Berra was one of only 6 managers to lead both American League (1964-Yankees) and National League (1973-Mets) teams to the World Series.

The father of Dale Berra (Pittsburgh Pirates-INF) and Tim Berra (Baltimore Colts: KR-WR).

The Hanna-Barbera cartoon, Yogi Bear, was named after Lawrence Peter Berra.

He was taught the position of catcher under the mentorship of Bill Dickey. The Hall of Fame Yankee catcher was inducted into Cooperstown, NY in 1954.

As a fielder, Berra was truly outstanding. Quick, mobile and a great handler of pitchers, Berra led American League catchers eight (8) times in games caught and chances accepted (fielding percentage is calculated as chances accepted divided by total chances), 6 times in double-plays (a major league record), 8 times in putouts, 3 times in assists, and once (1) in fielding percentage.

Berra left the game with the AL records for catcher putouts (8723) and chances accepted (9520). He was also one of only four catchers to ever field 1.000 for the season, playing 88 errorless games in 1958.

Yogi Berra appeared in 14 World Serieses, winning 10 of them, both of which are records. It enabled him to establish the major league records for World Series games (75), At-bats (259), hits (71), doubles (10), singles (49), games caught (63) and catcher putouts (457).

In Game 3 of the World Series between the New York Yankees and Brooklyn Dodgers, Berra hit the first pinch-hit homer in World Series history off Ralph Branca. (Branca delivered the "Shot Heard Round the World" pitch to Bobby Thomson.)

(Though Berra played in 14 World Serieses, he played a full game in just 9 of them, one fewer than Joltin' Joe DiMaggio, who played full games in all ten of his Series appearances.)

In 1946, Berra wore the uniform number #38, switching to #35 the following season. In 1948, he changed to #8 to honor his mentor, Bill Dickey. In 1972, the same year Yogi Berra was inducted into Baseball's Hall of Fame, his number was retired to honor both he and Bill Dickey.

William Malcolm Dickey. Born in Bastrop, LA, he broke into the major leagues with the New York Yankees in 1928. In 1928, Goose Goslin (Washington Senators) led in hitting with a .379 average. Babe Ruth hit 54-HRs. Babe Ruth and Lou Gehrig (NY Yankees) tied for the league lead with 142-RBI.

AB-6300, R-930, H-1969, 2B-343, 3B-72, HR-202, RBI-1209, SB-37, BB-678, K's-289, AVG-.313.

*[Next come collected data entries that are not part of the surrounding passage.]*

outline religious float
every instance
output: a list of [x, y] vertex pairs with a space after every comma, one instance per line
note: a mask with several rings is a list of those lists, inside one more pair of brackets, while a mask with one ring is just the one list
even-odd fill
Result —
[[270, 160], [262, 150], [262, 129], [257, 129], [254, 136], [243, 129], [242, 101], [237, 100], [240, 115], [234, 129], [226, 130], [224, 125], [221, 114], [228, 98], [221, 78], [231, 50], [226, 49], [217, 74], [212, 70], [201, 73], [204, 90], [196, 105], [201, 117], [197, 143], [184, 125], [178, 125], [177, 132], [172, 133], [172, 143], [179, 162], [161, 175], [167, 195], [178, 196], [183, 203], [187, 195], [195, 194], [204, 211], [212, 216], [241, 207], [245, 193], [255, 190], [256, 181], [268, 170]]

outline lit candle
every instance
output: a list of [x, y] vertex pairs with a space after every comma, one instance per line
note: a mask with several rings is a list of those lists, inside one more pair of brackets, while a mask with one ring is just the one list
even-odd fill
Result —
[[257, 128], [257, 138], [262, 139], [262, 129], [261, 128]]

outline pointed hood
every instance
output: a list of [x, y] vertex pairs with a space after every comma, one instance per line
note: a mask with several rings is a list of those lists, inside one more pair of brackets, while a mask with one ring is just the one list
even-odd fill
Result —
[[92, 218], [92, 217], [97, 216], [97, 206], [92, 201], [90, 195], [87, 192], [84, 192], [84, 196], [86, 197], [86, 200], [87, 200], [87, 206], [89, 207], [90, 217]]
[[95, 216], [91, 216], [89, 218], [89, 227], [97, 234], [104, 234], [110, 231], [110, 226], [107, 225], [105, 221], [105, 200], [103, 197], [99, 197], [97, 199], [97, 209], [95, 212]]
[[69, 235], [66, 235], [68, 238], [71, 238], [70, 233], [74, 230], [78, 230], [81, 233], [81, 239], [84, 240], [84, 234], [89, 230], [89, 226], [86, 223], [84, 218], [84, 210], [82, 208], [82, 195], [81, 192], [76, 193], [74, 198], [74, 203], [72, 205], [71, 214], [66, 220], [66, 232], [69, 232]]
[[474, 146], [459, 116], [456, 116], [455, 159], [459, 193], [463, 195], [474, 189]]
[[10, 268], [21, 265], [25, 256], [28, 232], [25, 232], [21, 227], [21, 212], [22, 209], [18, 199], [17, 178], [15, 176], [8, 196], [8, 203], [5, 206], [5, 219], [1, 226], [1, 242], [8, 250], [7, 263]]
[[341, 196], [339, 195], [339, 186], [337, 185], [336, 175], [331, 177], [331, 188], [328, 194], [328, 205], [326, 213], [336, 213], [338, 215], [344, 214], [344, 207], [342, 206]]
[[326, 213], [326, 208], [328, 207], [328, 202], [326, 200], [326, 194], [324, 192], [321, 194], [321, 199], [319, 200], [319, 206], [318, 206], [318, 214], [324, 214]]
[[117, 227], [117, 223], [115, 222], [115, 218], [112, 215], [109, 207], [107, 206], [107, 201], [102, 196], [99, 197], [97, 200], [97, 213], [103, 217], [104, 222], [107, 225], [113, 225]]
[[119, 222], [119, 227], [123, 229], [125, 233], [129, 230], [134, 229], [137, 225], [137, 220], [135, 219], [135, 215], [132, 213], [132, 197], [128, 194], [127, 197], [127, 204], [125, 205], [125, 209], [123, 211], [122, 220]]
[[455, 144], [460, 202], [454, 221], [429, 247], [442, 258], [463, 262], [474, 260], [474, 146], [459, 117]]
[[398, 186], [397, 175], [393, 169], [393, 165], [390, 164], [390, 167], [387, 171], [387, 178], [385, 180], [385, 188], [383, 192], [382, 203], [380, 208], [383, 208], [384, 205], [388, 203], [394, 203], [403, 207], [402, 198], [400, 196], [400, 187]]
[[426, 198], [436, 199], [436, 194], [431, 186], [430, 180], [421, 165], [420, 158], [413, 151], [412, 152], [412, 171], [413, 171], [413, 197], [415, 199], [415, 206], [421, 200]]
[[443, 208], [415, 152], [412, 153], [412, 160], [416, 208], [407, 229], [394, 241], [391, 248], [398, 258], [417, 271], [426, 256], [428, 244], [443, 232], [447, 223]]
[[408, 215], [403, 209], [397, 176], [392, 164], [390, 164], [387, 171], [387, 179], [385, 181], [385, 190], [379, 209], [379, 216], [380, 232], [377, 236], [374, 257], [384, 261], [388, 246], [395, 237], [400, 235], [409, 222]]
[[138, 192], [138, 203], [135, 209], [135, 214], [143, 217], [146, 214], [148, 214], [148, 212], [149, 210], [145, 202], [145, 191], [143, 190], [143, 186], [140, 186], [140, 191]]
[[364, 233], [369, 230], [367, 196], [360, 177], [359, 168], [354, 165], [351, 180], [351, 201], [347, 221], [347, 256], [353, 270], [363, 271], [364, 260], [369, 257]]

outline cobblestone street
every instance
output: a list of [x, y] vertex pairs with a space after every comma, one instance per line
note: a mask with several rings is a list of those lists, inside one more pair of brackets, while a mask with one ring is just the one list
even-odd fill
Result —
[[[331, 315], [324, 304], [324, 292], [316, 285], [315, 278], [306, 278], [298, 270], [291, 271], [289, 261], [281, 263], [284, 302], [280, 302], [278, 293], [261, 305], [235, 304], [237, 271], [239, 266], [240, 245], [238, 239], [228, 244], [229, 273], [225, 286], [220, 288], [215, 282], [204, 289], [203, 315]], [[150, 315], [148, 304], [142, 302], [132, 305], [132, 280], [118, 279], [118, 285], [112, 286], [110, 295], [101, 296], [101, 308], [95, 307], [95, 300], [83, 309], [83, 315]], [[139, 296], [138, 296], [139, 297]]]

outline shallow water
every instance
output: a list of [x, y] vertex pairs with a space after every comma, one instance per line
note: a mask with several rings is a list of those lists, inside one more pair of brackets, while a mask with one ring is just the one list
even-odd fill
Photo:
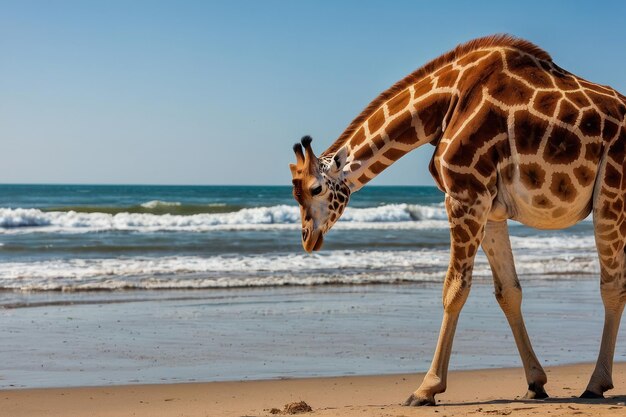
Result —
[[[598, 282], [523, 285], [540, 361], [595, 360], [603, 318]], [[520, 365], [492, 292], [487, 282], [474, 284], [451, 368]], [[440, 299], [441, 285], [427, 283], [14, 294], [13, 305], [0, 309], [0, 387], [426, 371]], [[625, 346], [622, 334], [616, 360], [626, 360]]]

Dickey had been regarded as Lou Gehrig's best friend on those legendary Yankee teams.

A few Yogiisms:

- (as a general comment on baseball) "Ninety percent of this game is half mental."
- "It ain't over till it's over."
- "It's like deja vu all over again."

I am amazed at the importance of getting on back in Yogi's day and before. The walks-to-strikeouts ratio was such an important statistic to the players back then. Nowadays, if you see a batter with more walks than strikeouts it's more an aberration than anything else. It's as if someone surmised, 'It's generally understood that a good hitter makes an out 2 of 3 at-bats. So it isn't important how you get out as long as you get the one hit.'

Because all that really matters (to the media or All-Star voters) is that a player is batting .300, not how productive his .300 (or better) average is for his team. Strikeouts are non-productive outs. And it should always be the concern of the person batting to make his at-bat count and not be a free-swinger but a batter who adapts to what a pitcher is doing and makes contact. (Think of the strategy that would be involved if most batters were disciplined enough not to chase bad balls or fish for something they couldn't do anything with if they were able to get the bat on it?)

Take a look at all of the batters who are thought to be "great," (the most overused word in sports) and see what their strikeouts-to-walks ratio is...That being said, only Phat Albert or Prince Albert Pujols is worthy of being called "great." Currently, Pujols has 47-BB and 20-K's. Nobody (Chase Utley, Chipper Jones, Josh Hamilton, Lance Berkman) is close to his numbers and compared to those numbers prior to the 1970s it's a joke how bad the ratio has gotten for most position players.